Because of this work I was later also given the parishes of Helena
Christina, Lebanon Weg, Moengo, Albina and Lange Tabbetje. Twice
a year I also had to travel into the jungle for six weeks for missionary
work and the celebration of the sacraments. I had the privilege
of establishing a new parish in the jungle, where on one Sunday
twenty nine converts became Christians and were baptised. In 1937,
I suffered work exhaustion and was declared unfit for further service.
That was a difficult time.
For economy reasons we had trained Surinamese staff at Saron. We
had bought a hundred hectares of land and were thus able to make
the Saron Children’s Home self-sufficient, with no need for
further outside help. What we really missed was the help of the
older Sisters.
Surinam, or Dutch Guyana, was where my mother spent her teenage
years. In our home we had photos on the wall of her dressed in traditional
Surinam costume. The country had a mixed population, predominantly
descendants of African slaves who had been brought to work the sugar
plantations, along with Creoles. Dutch trade had also brought Javanese,
Chinese, Indians and Europeans, and, mainly in the jungle, there
were the indigenous South American Indians. My mother was the only
European in her class at school.
The Boons spent the first five years in Surinam together as a family.
On one of his trips up river into the rainforest, Dirk Boon took
his wife and daughter. The journeys were difficult, made in a corjalen
or long canoe, having to traverse waterfalls, whirlpools and rapids.
Two local men experienced in navigating the river were always taken
along. The journeys could take up to six weeks, and Mrs. Boon would
stay behind to manage the children’s home. Dirk Boon’s
father came to stay with his only son and granddaughter for six
months in Surinam.
A highlight was a family trip to New York in 1934. They had wanted
to travel to Trinidad to visit friends, but discovered that it would
cost no more to travel all the way to New York and back on the cargo
boat that was to take them. So they called at many of the Windward
and Leeward Islands of the Caribbean, Trinidad, Barbados, Santa
Lucia, Martinique, Dominica, Guadeloupe, Antigua, stopping a day
or so at each, and then on to New York. A favourite photo of our
childhood was of the three of them standing on the top of the Empire
State Building. The Three Beans in the Big Apple.
There were also trips to Georgetown, in neighbouring British Guyana,
and into French Guyana, which lay on the other side of the River
Marowijne along which Dirk Boon did his pastoral visits in the rainforest.
It was notorious for its brutal penal colony on Devil’s Island.

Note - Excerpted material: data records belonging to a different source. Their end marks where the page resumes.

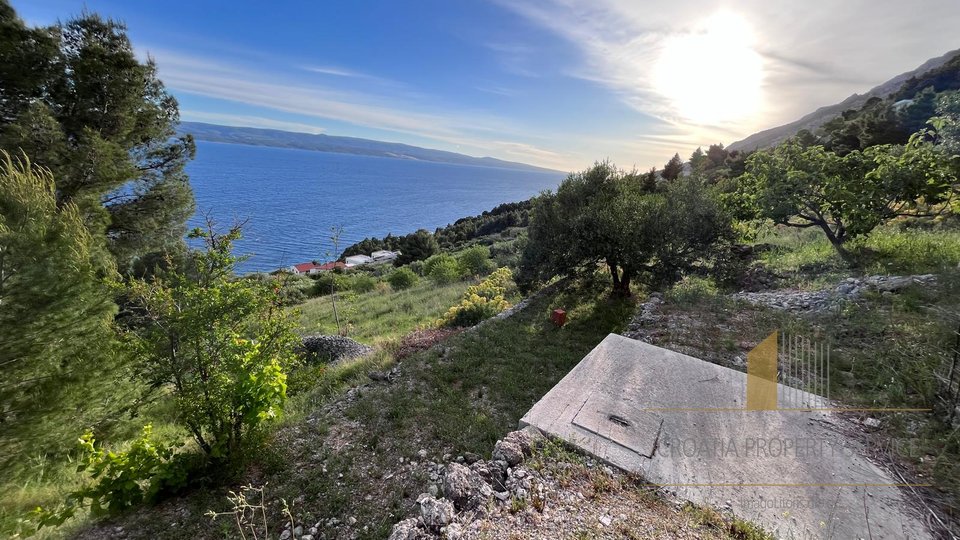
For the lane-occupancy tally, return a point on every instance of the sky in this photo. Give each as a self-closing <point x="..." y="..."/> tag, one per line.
<point x="555" y="83"/>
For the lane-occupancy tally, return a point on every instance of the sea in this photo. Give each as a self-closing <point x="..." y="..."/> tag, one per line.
<point x="289" y="200"/>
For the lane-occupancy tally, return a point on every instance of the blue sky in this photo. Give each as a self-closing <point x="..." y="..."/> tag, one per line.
<point x="557" y="83"/>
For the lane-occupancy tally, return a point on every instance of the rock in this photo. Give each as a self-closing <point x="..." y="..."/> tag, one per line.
<point x="408" y="529"/>
<point x="322" y="348"/>
<point x="492" y="473"/>
<point x="436" y="513"/>
<point x="454" y="531"/>
<point x="378" y="376"/>
<point x="465" y="487"/>
<point x="509" y="451"/>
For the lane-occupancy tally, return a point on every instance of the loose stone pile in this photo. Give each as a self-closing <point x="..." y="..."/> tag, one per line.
<point x="321" y="348"/>
<point x="846" y="290"/>
<point x="471" y="488"/>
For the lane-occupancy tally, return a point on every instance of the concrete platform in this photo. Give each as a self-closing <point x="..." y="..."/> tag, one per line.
<point x="681" y="422"/>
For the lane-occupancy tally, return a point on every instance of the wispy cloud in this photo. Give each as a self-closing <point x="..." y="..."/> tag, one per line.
<point x="813" y="52"/>
<point x="463" y="131"/>
<point x="249" y="121"/>
<point x="516" y="58"/>
<point x="337" y="71"/>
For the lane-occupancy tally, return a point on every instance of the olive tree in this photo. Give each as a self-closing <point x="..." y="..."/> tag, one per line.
<point x="606" y="216"/>
<point x="847" y="196"/>
<point x="221" y="345"/>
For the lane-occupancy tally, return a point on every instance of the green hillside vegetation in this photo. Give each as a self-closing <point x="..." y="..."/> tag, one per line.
<point x="136" y="370"/>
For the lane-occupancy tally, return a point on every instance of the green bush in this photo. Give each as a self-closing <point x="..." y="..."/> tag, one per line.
<point x="692" y="289"/>
<point x="121" y="479"/>
<point x="475" y="261"/>
<point x="445" y="271"/>
<point x="324" y="283"/>
<point x="480" y="301"/>
<point x="432" y="262"/>
<point x="361" y="283"/>
<point x="218" y="343"/>
<point x="402" y="278"/>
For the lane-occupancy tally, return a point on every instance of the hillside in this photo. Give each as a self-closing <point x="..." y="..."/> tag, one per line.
<point x="340" y="145"/>
<point x="812" y="121"/>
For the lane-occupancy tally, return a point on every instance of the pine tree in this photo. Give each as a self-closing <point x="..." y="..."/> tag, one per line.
<point x="673" y="168"/>
<point x="104" y="124"/>
<point x="55" y="311"/>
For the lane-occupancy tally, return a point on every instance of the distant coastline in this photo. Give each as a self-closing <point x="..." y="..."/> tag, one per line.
<point x="342" y="145"/>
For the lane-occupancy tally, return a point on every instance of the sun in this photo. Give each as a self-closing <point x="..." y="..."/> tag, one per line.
<point x="713" y="74"/>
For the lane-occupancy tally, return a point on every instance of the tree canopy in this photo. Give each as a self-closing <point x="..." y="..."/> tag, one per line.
<point x="850" y="195"/>
<point x="103" y="124"/>
<point x="604" y="215"/>
<point x="55" y="308"/>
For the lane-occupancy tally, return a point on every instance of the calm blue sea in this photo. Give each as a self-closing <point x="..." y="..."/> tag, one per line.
<point x="291" y="198"/>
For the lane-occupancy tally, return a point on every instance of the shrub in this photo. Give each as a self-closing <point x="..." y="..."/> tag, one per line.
<point x="475" y="261"/>
<point x="429" y="264"/>
<point x="323" y="284"/>
<point x="402" y="278"/>
<point x="362" y="283"/>
<point x="122" y="479"/>
<point x="220" y="344"/>
<point x="444" y="271"/>
<point x="692" y="289"/>
<point x="480" y="301"/>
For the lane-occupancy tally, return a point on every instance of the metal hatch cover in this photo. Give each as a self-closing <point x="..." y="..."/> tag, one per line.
<point x="620" y="423"/>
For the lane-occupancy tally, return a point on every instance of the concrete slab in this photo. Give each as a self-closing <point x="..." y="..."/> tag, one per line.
<point x="682" y="423"/>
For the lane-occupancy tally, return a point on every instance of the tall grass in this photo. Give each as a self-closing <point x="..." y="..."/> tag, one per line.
<point x="382" y="314"/>
<point x="887" y="250"/>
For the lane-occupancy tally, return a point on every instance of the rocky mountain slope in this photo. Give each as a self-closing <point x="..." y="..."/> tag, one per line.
<point x="812" y="121"/>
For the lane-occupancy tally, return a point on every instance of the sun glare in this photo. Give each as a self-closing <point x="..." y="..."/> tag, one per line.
<point x="712" y="74"/>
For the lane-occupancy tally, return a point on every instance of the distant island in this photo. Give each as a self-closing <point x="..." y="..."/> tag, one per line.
<point x="341" y="145"/>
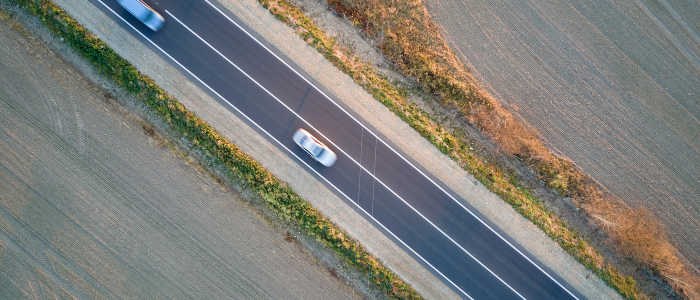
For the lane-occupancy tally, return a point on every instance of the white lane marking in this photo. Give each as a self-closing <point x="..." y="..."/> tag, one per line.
<point x="283" y="146"/>
<point x="392" y="149"/>
<point x="341" y="150"/>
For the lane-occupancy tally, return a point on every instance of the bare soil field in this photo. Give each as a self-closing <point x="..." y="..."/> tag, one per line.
<point x="92" y="206"/>
<point x="612" y="85"/>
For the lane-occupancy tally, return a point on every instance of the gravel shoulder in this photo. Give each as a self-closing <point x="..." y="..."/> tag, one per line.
<point x="92" y="206"/>
<point x="612" y="85"/>
<point x="343" y="89"/>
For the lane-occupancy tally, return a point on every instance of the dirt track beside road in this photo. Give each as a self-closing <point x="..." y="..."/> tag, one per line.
<point x="612" y="85"/>
<point x="92" y="207"/>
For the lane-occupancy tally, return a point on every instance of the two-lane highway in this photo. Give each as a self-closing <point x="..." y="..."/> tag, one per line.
<point x="206" y="44"/>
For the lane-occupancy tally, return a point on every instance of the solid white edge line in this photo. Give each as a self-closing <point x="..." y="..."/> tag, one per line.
<point x="341" y="150"/>
<point x="388" y="146"/>
<point x="288" y="150"/>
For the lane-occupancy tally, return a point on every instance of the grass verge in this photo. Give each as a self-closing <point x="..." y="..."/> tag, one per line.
<point x="279" y="199"/>
<point x="412" y="42"/>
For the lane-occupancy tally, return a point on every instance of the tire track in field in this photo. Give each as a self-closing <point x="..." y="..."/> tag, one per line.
<point x="91" y="206"/>
<point x="605" y="85"/>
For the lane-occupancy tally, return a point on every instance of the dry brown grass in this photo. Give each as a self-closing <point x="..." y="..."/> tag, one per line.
<point x="407" y="36"/>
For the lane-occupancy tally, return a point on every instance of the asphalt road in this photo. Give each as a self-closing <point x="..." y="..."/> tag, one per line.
<point x="612" y="85"/>
<point x="205" y="43"/>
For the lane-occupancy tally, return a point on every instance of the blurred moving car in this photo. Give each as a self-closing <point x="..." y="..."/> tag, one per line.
<point x="144" y="13"/>
<point x="318" y="150"/>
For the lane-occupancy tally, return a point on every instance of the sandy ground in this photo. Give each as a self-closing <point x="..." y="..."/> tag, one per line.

Prisoners were subdued by solitary confinement in tiny cells and
subterranean cages. The celebrated Alfred Dreyfus, convicted of
treason against France in 1894 on forged evidence and later pardoned,
spent five years there. Prisoners were still being sent to French
Guyana in the 1930’s. After completing their sentence of incarceration,
they had to remain a further five years and eke out a living as
best they could, for example by catching and mounting tropical butterflies
for a pittance for collectors. Dirk Boon, as a Minister, was even
invited to attend an execution by guillotine, but politely declined.
After five years they returned to the Netherlands on leave. Leni
had completed her schooling and was to be enrolled in a tertiary
course. There were no further educational opportunities for her
in Surinam, so she would not be coming back with them. They spent
a few precious months together at the Moravian community in Zeist,
and celebrated her engagement there. When the time came to leave
in October, it was a hard parting from his only daughter.
As conditions in Hitler’s Germany worsened and conscription
was introduced, the source of German Moravian missionaries dried
up, and Dirk Boon’s workload increased further. He had been
chosen to do the river journeys because he was the only person who
didn’t get sea sick on the rough coastal trip from Paramaribo
to Albina. The two tribes on the different sides of the river spoke
different languages and had different customs. He visited their
settlements regularly and at a big ceremonial occasion he was admitted
as a member of their tribes. He was only the third European ever
to receive such an honour. As a “brother Indian” he
was asked to take a young boy from each tribe into his home for
their education. The boys could barely understand each other’s
languages, let alone Dutch or Surinamese, but the tribes’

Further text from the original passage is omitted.